Determining future American space policy, however, is really not that difficult. All Trump has to do is to look at the numbers.
The dueling manned space policy objectives of Congress and President Obama since 2010 has forced NASA to follow a two-pronged approach to manned space, and a comparison of these two approaches provides stark empirical evidence for determining the most effective approach for putting Americans in space.
The first approach is centered on the Space Launch System (SLS) and the Orion capsule. This program, strongly supported by Congress, has followed the traditional approach used first during the 1960s. The President makes a Kennedy-like speech outlining some specific target in space that NASA must reach by some set deadline. For Kennedy, the target was the Moon and the deadline was the end of the decade. For George Bush in 2004 the target was the Moon and beyond and the deadline was 2015. For Barack Obama, the target was first an asteroid by 2020s, and then Mars by the 2030s.
NASA then takes over, designing the mission, the rockets, and the spaceships, all based upon those specific presidential targets and deadlines. Since 2006 NASA has been building Orion and the rockets that will launch it, initially the Ares rocket under Bush and now SLS under Obama, in order to tackle the ambitious space proposals of these two presidents.

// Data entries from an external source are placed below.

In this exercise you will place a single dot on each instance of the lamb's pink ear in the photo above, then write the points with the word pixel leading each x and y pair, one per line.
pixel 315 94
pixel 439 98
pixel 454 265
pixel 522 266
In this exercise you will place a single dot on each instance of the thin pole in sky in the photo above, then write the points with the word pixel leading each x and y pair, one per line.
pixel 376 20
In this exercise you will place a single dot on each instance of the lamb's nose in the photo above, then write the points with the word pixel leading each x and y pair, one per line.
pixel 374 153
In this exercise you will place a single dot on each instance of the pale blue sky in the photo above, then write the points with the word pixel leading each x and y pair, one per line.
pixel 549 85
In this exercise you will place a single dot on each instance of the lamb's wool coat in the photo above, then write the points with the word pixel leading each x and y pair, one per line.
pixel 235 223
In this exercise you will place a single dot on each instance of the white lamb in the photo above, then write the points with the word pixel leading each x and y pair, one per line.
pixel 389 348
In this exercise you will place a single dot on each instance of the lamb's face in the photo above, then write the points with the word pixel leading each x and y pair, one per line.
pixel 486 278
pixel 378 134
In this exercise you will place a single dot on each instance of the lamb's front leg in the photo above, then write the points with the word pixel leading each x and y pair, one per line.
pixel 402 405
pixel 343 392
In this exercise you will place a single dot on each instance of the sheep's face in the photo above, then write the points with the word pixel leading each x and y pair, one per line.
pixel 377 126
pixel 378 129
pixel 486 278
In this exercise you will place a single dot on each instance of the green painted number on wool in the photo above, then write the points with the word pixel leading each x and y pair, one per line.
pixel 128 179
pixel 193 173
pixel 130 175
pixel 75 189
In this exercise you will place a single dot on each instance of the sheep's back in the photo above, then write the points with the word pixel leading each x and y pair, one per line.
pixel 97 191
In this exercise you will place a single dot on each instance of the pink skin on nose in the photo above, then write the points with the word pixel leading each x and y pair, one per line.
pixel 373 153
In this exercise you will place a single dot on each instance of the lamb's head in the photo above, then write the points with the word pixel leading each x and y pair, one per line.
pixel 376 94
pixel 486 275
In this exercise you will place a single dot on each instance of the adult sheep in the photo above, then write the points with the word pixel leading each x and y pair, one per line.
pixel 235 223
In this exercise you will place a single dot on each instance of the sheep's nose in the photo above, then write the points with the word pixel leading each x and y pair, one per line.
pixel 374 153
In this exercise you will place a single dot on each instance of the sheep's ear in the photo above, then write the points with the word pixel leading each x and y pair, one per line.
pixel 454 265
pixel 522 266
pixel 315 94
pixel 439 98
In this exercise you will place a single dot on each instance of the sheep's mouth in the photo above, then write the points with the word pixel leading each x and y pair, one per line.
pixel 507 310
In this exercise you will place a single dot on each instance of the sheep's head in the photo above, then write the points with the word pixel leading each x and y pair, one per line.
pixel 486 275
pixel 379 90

The second approach, begun during the Bush administration and continued aggressively by Obama, is entirely different. In its need to provide cargo and crew to ISS, NASA stepped back from running the show and instead became a mere customer. SpaceX, Orbital ATK, and Sierra Nevada were hired to build and launch competing unmanned cargo freighters while SpaceX and Boeing were hired to build and launch competing manned capsules.
Under this commercial program, NASA designed nothing, and the rockets and spaceships it is buying are owned entirely by the private companies, built not only to serve NASA's needs but also as products the companies can sell to others for profit. (SpaceX's announcement on February 27 that they plan to send two paying tourists around the Moon by 2018 is a perfect example of this.)
A comparison of these two approaches, as shown in the table below, is quite striking and provides all the information that President Trump needs to set future American space policy. The comparison also proves that the old way of doing business, a big government-built centralized space program, is simply not a viable approach.
flight flight development total
Program capsules rockets time cost
Ares/SLS/Orion 3 2 15-17 years $43 billion
space 42 42 5-9 years $12 billion
Essentially, commercial space is building more than ten times the number of capsules and rockets in about half the time for about 25% of the cost.
Why has private commercial space been so much more productive?
Obviously, the goals for Ares/SLS/Orion are far more ambitious, and therefore more difficult and expensive. Still, the Apollo capsule and the Saturn V rocket had similar goals, and it took NASA about half as long to build each. The 1960s space program cost more, but it had never been built before, and the cost included the entire program and all infrastructure. The cost of Ares/SLS/Orion only includes the first launch, and practically none of the necessary infrastructure.
Other factors must explain why Ares/SLS/Orion has been so ineffective.
First, NASA's contractual approach for these two programs is very different. The commercial contracts are simpler and fixed price, with payments only made when companies reached specific milestones. This encourages fast and efficient construction, because any delays or cost increases are the responsibility of the companies.
For Ares/SLS/Orion, NASA used its traditional and complicated cost-plus contract, where NASA picks up the tab should there be any delays or cost overruns. Thus, the companies involved have had no incentive to save money or time.
Second, because NASA did no design work for the commercial contracts, its overhead was relatively low, somewhere between 5% to 34% of the program's total cost. With Ares/SLS/Orion, however, overhead costs ranged from 56% to 72%. Essentially the government paid twice for Ares/SLS/Orion, once when NASA's labor force designed it, and then again when the agency hired contractors to do the work.
Finally, and most important, the private companies OWN their rockets and COMPETE to sell them. With Ares/SLS/Orion, ownership resides solely with NASA, which is focused on political goals unconnected to profit or cost savings.
With the commercial program, ownership forces efficiency and innovation. SpaceX for example built the Falcon 9 rocket to launch its cargo capsule, but they also built it to grab market share in the global satellite industry. To make sure their launch prices were low enough to attract customers, SpaceX had to design the rocket quickly, simply, and with cost in mind.